I looked at him in surprise—or tried to. But somehow my eyes kept sliding away from his face. Frowning, I tried again with the same result. I got only a glimpse of his awful skin, lank hair, and no-color eyes before my own eyes just kind of slid to the side and I found I was staring over his shoulder.

Weird.

See, this is what I meant when I said it was hard to look at him. It really was—my mind somehow didn’t want to let me study him too closely.

Well, maybe it was a psychological thing. I knew having him for a partner was going to make me the butt of more of Morganna Starchild’s jokes, so I subconsciously didn’t want anything to do with him.

Yeah—that had to be it.

“Okay, people,” said Mr. Barron, interrupting my train of thought. “Today we’re going to start with an easy lab, just to get our toes wet. This exercise is called ‘Measuring Heart Rate Accurately’ and it only has two requirements—a partner with a pulse and a watch. Everybody good?”

Several of the girls complained that they didn’t wear watches because they always just looked at the time on their phones. Most places in the Nocturne Academy castle cell phones don’t even work—the magic interferes with them. However, Mr. Barron’s classroom was one of the rare exceptions where you could actually get a signal.

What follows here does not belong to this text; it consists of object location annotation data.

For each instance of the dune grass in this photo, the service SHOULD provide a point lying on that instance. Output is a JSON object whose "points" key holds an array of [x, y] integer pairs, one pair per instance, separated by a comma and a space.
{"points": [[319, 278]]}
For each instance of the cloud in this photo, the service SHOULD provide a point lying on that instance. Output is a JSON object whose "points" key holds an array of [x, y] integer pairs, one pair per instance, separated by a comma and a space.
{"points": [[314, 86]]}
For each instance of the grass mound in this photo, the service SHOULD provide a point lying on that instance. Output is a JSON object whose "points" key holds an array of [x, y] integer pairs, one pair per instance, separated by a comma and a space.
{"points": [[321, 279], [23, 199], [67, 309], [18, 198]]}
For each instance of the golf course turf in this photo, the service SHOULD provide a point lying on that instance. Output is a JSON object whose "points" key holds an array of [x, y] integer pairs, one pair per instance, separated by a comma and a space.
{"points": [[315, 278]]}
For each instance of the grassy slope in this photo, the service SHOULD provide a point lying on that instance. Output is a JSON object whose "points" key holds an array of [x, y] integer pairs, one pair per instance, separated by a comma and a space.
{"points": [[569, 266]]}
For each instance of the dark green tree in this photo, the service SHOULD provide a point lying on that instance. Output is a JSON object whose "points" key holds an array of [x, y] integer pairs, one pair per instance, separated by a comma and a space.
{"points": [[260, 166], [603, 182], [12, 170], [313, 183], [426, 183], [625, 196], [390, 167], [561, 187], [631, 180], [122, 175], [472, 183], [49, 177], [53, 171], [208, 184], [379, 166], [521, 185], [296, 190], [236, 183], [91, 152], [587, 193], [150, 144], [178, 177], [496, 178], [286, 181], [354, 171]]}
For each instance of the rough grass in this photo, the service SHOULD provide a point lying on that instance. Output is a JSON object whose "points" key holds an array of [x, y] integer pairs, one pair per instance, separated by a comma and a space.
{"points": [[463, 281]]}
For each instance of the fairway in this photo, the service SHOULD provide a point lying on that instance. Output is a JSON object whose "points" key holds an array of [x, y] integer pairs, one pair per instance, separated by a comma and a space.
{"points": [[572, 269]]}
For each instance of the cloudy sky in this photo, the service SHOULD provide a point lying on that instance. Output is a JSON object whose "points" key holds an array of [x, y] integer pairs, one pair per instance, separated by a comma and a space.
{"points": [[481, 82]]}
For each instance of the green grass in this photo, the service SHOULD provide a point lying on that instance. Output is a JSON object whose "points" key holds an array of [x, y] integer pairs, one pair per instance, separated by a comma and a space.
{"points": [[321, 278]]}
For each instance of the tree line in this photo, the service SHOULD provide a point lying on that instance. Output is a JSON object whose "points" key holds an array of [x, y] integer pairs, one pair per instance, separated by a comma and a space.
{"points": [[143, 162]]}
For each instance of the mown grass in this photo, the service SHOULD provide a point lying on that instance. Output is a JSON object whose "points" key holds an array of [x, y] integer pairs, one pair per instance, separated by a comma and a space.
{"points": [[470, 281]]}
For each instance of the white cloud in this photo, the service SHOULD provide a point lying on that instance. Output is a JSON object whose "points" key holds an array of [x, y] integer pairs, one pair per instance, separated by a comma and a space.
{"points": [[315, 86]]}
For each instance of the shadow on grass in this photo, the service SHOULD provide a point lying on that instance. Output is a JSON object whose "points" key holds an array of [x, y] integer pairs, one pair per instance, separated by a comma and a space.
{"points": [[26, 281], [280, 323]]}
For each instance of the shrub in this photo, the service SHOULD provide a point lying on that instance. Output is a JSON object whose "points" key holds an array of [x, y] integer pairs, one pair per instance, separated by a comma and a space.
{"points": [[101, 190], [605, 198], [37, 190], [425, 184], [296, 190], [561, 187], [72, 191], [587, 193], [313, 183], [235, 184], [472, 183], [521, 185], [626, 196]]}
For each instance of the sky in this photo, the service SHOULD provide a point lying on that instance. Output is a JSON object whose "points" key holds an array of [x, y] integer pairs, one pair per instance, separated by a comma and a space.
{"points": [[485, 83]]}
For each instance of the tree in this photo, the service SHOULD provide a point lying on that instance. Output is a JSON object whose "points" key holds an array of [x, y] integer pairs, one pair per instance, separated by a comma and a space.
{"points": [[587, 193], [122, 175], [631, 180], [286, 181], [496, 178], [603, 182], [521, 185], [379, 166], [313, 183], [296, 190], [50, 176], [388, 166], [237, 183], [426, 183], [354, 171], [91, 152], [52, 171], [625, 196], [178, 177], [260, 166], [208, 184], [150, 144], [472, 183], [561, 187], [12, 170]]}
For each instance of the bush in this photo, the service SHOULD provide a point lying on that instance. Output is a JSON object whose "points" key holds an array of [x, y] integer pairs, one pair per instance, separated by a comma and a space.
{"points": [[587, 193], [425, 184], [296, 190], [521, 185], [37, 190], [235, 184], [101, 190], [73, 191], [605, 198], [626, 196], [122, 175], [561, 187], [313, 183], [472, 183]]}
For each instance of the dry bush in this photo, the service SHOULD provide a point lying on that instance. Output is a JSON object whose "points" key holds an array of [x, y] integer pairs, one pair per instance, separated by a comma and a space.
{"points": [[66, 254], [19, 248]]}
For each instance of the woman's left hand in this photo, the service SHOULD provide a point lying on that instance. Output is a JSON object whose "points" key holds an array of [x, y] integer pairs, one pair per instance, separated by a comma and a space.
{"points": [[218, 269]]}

It didn’t matter though because Mr. Barron had a strict no-phones policy in his classroom. He had one of those clear plastic shoe holders hung over the back of his door, only instead of shoes, the rectangular pockets were full of phones. They were numbered and everyone had to turn off their cell phone and slip it into a pocket at the beginning of class. No exceptions.

Woe to the hapless student who tried to keep his or her phone, or who forgot to turn their phone off, or at least on silent. Mr. Barron was pretty easy going about other things but he was death on cell phones ringing or beeping in his classroom. He said he could remember when everybody couldn’t get hold of you any time they felt like it and it was a much “better and simpler time.”

My own phone was in pocket seventeen, down near the bottom of the shoe/phone holder since I was late. It sat there in its plain green case, staring at me mutely from across the room. It wasn’t far from a glittery pink rhinestone case with fluffy feathers sprouting from the top. That one belonged to Morganna Starchild—no surprise there.

Morganna was one of the girls complaining most vociferously about needing her phone because she didn’t have a watch. But if she thought she was getting it back in the middle of Mr. Barron’s class she was sadly mistaken. Instead, the Biology teacher picked up a battered cardboard box and started handing out rusty, antique looking stopwatches to people with their hands up.

“You have a watch?” Bran asked me. His deep voice was still freaking me out.

I pulled back my sleeve and displayed the modestly pretty silver watch my mom had gotten me for my last birthday. It wasn’t an expensive brand but we didn’t believe in luxury items in my house—we couldn’t afford to since it was just Mom and me. The watch was pretty, though, and I wasn’t ashamed to let him see it.